The columns are the 6 distance bins.
We can have covariates on detection and density. In our previous report, we found that we had cloud, wind, and noise as covariates. I’m guessing we’d want to use these as covariates on detection. We’ll process all 3 covariates, but just use wind in the model, since using all 3 takes a long time. We will use year as the covariate on density.
covs <- d %>% select(Sample_name, Date, Year, CloudIndexBegin, WindIndexBegin, NoiseIndexBegin) %>%
mutate(trans = paste0(Sample_name, '-', Date)) %>%
group_by(trans, Year) %>%
summarise(cloud = max(CloudIndexBegin), noise = max(NoiseIndexBegin), wind = max(WindIndexBegin)) %>%
data.frame()
covs.ordered <- covs[match(row.names(yDat), covs$trans), ]
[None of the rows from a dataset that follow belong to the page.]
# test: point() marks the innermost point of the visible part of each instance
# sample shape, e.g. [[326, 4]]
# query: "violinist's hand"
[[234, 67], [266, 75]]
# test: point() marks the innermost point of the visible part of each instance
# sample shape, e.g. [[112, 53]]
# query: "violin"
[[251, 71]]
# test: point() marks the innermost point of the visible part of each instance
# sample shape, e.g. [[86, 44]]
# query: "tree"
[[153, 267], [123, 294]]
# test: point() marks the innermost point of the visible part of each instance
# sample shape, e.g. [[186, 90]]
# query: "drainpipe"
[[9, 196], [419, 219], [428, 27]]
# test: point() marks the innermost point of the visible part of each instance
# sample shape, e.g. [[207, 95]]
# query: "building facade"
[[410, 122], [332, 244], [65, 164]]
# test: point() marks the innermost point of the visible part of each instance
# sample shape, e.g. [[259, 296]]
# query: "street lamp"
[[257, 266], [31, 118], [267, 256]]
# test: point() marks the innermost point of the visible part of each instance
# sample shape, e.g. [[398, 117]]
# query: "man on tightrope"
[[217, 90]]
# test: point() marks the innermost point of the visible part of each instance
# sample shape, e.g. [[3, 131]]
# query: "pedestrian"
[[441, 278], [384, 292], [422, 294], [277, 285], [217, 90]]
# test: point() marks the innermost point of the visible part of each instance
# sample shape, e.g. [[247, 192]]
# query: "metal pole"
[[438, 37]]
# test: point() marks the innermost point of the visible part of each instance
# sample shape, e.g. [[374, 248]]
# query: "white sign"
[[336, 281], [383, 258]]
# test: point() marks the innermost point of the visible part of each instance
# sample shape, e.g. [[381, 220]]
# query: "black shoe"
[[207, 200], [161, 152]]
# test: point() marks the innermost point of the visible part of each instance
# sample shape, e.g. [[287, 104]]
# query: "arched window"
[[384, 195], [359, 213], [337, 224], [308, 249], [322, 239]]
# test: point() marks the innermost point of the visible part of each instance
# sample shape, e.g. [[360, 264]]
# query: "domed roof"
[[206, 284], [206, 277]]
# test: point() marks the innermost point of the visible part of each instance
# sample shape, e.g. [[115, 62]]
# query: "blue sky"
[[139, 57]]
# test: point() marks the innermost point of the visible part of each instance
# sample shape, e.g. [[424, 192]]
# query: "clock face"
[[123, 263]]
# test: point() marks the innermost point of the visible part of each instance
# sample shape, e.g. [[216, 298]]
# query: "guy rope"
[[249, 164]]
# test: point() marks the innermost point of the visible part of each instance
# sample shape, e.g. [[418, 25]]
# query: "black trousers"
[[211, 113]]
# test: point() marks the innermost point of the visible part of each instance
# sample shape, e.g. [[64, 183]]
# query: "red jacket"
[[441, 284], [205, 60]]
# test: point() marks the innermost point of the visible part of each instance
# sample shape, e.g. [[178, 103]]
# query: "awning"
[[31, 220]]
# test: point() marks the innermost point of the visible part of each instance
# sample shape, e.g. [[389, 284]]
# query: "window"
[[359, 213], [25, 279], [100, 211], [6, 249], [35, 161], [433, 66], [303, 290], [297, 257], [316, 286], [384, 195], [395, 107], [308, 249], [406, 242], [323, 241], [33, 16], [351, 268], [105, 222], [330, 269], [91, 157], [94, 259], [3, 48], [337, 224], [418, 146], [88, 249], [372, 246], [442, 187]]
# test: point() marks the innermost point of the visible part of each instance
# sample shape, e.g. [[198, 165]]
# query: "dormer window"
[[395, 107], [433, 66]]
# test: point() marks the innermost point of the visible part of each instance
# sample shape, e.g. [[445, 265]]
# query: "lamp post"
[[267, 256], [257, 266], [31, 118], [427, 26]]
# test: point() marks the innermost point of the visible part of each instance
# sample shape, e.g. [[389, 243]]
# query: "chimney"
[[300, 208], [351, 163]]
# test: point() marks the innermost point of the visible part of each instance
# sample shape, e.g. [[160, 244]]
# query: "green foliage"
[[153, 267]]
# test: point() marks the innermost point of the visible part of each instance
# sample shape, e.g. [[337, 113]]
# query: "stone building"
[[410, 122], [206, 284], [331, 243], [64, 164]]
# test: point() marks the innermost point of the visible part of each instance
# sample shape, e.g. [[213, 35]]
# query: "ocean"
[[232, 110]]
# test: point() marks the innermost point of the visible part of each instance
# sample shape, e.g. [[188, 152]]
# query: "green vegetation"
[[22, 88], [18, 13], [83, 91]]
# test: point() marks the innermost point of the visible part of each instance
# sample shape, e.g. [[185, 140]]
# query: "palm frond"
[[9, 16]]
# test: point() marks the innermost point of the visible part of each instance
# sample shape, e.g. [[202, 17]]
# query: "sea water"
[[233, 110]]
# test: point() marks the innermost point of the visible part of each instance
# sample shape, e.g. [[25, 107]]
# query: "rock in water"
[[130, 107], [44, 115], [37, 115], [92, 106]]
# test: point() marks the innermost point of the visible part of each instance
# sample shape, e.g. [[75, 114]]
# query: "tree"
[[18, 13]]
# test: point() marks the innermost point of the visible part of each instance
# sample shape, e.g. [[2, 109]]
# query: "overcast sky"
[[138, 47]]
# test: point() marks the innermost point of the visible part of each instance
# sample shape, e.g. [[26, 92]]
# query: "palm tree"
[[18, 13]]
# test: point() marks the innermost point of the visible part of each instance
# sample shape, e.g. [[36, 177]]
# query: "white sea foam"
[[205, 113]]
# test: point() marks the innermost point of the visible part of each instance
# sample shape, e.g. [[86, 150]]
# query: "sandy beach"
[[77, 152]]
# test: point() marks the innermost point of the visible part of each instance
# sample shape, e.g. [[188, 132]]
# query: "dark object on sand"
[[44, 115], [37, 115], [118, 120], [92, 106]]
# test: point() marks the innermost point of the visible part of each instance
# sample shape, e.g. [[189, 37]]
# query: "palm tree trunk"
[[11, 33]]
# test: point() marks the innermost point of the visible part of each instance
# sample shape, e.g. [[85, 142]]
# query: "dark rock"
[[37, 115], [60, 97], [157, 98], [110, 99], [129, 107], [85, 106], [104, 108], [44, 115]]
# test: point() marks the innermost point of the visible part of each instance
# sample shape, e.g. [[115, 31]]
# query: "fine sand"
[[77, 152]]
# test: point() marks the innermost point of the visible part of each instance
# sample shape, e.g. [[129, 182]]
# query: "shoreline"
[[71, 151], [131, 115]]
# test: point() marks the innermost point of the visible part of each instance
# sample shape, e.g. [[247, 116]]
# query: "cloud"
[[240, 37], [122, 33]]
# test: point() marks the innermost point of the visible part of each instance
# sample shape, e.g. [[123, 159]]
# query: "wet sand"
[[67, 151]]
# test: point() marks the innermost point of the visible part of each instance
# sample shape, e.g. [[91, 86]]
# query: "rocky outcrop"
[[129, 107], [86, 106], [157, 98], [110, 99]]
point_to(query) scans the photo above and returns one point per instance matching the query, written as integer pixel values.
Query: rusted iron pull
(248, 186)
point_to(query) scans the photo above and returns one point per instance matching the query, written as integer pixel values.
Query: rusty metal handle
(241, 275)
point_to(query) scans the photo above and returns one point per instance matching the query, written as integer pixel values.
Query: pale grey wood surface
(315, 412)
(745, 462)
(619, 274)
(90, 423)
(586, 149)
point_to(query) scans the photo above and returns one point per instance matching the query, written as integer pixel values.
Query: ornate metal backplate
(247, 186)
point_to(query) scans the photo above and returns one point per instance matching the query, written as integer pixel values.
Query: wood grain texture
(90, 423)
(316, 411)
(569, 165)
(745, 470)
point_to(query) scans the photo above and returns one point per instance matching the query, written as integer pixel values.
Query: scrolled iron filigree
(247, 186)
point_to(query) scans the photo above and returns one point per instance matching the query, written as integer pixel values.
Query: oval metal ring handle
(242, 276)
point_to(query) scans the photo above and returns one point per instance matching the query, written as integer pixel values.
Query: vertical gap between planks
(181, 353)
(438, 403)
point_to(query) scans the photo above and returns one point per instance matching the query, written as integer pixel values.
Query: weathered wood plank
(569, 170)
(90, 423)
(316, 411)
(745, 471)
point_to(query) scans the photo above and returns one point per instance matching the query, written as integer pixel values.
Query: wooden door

covs.ordered$length <- 200
covs.ordered$Year <- as.factor(covs.ordered$Year)
data.frame(covs.ordered)
For each transect/date combination, here are the covariates. I added a length column and set it to 200 for all records.
Now, we’ll merge it together with the distance data.
Then, let’s check that they are ordered the same as the bird data.
all(covs.ordered$trans == row.names(yDat)) # check they are all
## [1] TRUE
They are.
Finally, we’ll make a special unmarked data object.
umf <- unmarkedFrameDS(
y = as.matrix(yDat),
siteCovs = covs.ordered,
survey = "line",
dist.breaks = c(0, 50, 100, 150, 200, 250, 300),
tlength = covs.ordered$length,
unitsIn="m"
)
OK, ready to go.
There are a lot of steps to doing the model right. They include
We’re going to skip all of those for now, and simply use K= 30, poisson, and the haz distance function. I’m confident we can do all the steps to find the correct choices for each of those, but for expediancy I just want to make sure we get format our data correctly and get a model fit that makes sense.
m1 <- distsamp(~wind ~Year,
umf,
keyfun = "hazard",
output = "density",
unitsOut = "kmsq")
summary(m1)
##
## Call:
## distsamp(formula = ~wind ~ Year, data = umf, keyfun = "hazard",
## output = "density", unitsOut = "kmsq")
##
## Density (log-scale):
## Estimate SE z P(>|z|)
## (Intercept) 4.012 0.0445 90.217 0.0000
## Year2018 -0.049 0.0577 -0.849 0.3961
## Year2019 -0.142 0.0593 -2.397 0.0166
##
## Detection (log-scale):
## Estimate SE z P(>|z|)
## shape(Intercept) 4.6589 0.0472 98.71 0.0000
## shapewind1 0.0828 0.0460 1.80 0.0717
## shapewind2 0.0849 0.0483 1.76 0.0790
## shapewind3 0.0847 0.0551 1.54 0.1239
## shapewind4 0.0956 0.0782 1.22 0.2215
##
## Hazard-rate(scale) (log-scale):
## Estimate SE z P(>|z|)
## 1.61 0.0695 23.2 4.19e-119
##
## AIC: 5311.912
## Number of sites: 632
## optim convergence code: 0
## optim iterations: 175
## Bootstrap iterations: 0
##
## Survey design: line-transect
## Detection function: hazard
## UnitsIn: m
## UnitsOut: kmsq
It took awhile (~ 10 mins) to fit the model. Looks like wind almost has an effect, and some interest declines by year in WEME. Note, when I ran a model with wind, noise, and clouds, wind was significant…
Let’s plot out the model predictions.
NewData <- data.frame(Year = factor(c('2017', '2018', '2019')))
pred <- predict(
m1,
type = "state", # state = density; det = detection (the shape parameter); scale = scale estimate (the detection fxn)
newdata = NewData,
appendData = TRUE
)
ggplot(pred, aes(x = Year, y = Predicted)) + # a plot of the model predictions
geom_bar(stat = "identity") +
geom_errorbar(aes(ymin = Predicted - SE, ymax = Predicted + SE), width = 0.2) +
theme_bw() +
ggtitle('Model Predictions')
Here are the model predictions (above).
library(dplyr)
data.frame(yDat, covs.ordered) %>% # a plot of the raw data
mutate(sum = X.0.50. + X.50.100. + X.100.150. + X.150.200. + X.200.250. + X.250.300.) %>%
group_by(Year) %>%
summarise(mean = mean(sum), n = length(sum), sd = sd(sum), se = sd/sqrt(n)) %>%
ggplot(aes(x = Year, y = mean)) +
geom_bar(stat = 'identity') +
geom_errorbar(aes(ymin = mean - se, ymax = mean + se), width = 0.2) +
theme_bw() +
ggtitle('Raw Data')
And here’s the raw data for comparison. Pretty dang similar, but note inflated y axis value range on the model predictions.